Une alliance stratégique aux conséquences régionales
Le Mali traverse une crise sécuritaire majeure, marquée par des attaques répétées ayant causé des centaines de victimes civiles et militaires. Selon les sources sécuritaires, cette instabilité s’étend désormais aux pays voisins comme le Niger, le Burkina Faso, le Tchad et la Mauritanie.
L’influence croissante de l’imam Mahmoud Dicko au Sahel
Depuis sa résidence en Algérie, l’imam Mahmoud Dicko dépasse désormais son rôle de guide spirituel. Ses partisans le présentent comme une figure quasi califale, combinant autorité morale et religieuse, à l’image du modèle iranien. Son influence s’étend désormais sur des zones stratégiques du Mali, notamment Kidal, Gao et Timbuktu, où il semble coordonner ses actions avec le soutien des services de renseignement algériens.
Ces territoires ne représentent pas seulement des villes : ils contrôlent des axes logistiques, des alliances locales et l’équilibre géopolitique de la région.
Une stratégie militaire algérienne discrète mais active
Des sources locales à Tamanrasset rapportent des mouvements militaires algériens préoccupants. Un bataillon de l’armée algérienne, intégré à la 4ème Région militaire, aurait été redéployé vers la 6ème Région, divisé en cinq unités pour échapper à la surveillance par satellite.

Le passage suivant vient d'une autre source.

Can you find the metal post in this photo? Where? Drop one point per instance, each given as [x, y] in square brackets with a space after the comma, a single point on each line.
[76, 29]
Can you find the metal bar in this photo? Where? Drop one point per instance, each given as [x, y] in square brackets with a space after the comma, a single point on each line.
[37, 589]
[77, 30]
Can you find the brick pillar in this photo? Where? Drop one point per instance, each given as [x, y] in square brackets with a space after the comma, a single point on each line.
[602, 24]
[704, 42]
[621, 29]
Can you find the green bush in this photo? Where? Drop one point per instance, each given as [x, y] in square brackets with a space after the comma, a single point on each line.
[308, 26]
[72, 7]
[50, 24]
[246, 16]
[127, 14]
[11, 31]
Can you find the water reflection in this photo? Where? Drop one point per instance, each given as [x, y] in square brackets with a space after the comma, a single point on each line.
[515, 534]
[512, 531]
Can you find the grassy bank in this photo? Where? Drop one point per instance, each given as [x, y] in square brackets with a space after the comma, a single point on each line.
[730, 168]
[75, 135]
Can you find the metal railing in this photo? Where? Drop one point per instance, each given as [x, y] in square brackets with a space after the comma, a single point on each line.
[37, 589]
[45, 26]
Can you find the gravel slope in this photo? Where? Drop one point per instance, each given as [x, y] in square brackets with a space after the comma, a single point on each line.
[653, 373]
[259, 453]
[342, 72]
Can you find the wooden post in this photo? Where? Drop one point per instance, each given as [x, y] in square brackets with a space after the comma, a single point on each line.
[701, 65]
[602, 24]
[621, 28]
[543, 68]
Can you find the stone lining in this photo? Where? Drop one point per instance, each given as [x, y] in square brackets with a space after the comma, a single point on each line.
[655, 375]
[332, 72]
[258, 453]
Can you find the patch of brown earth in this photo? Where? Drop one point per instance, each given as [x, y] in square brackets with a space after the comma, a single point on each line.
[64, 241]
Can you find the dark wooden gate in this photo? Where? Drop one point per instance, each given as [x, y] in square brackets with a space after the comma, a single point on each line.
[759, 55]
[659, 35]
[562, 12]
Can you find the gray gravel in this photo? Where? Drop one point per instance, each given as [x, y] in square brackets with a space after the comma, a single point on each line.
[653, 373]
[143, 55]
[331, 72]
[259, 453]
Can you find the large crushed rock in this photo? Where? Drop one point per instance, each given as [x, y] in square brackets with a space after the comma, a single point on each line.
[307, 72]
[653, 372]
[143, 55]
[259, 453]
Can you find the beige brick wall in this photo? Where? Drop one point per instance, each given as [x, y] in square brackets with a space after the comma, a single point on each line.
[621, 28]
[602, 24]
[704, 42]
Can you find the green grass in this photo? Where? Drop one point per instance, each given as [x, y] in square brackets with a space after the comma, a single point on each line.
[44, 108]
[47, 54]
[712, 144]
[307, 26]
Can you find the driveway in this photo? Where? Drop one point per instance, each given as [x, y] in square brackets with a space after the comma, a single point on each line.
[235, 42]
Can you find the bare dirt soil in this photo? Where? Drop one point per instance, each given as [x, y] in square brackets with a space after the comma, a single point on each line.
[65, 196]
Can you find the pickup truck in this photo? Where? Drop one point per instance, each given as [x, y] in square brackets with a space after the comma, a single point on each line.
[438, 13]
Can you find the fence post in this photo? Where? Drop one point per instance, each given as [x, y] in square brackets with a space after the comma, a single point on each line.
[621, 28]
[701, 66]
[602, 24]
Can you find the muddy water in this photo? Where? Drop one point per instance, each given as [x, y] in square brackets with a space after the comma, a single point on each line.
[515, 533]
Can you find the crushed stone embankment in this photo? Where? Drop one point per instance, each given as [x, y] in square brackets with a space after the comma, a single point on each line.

Cette manœuvre s’inscrit dans une stratégie plus large : le régime algérien, dirigé par le général Saïd Chengriha et le président Abdelmadjid Tebboune, soutiendrait à la fois les milices de l’imam Dicko et des groupes jihadistes armés. L’objectif ? Étendre son emprise sur le nord du Mali avant de cibler les chefs d’État des pays du Sahel, profitant du contexte géopolitique actuel marqué par les tensions entre les États-Unis, Israël et l’Iran.
Un leadership contesté au Mali
Officiellement, l’imam Mahmoud Dicko vit en exil en Algérie, comme l’ayatollah Khomeini en France. Mais dans les faits, il s’impose comme un acteur décisionnel clé, comblant un vide politique laissé par le pouvoir malien, dirigé par le général Assimi Goïta. Cette alliance informelle répond à des enjeux existentiels pour Alger, qui cherche à renforcer son influence régionale.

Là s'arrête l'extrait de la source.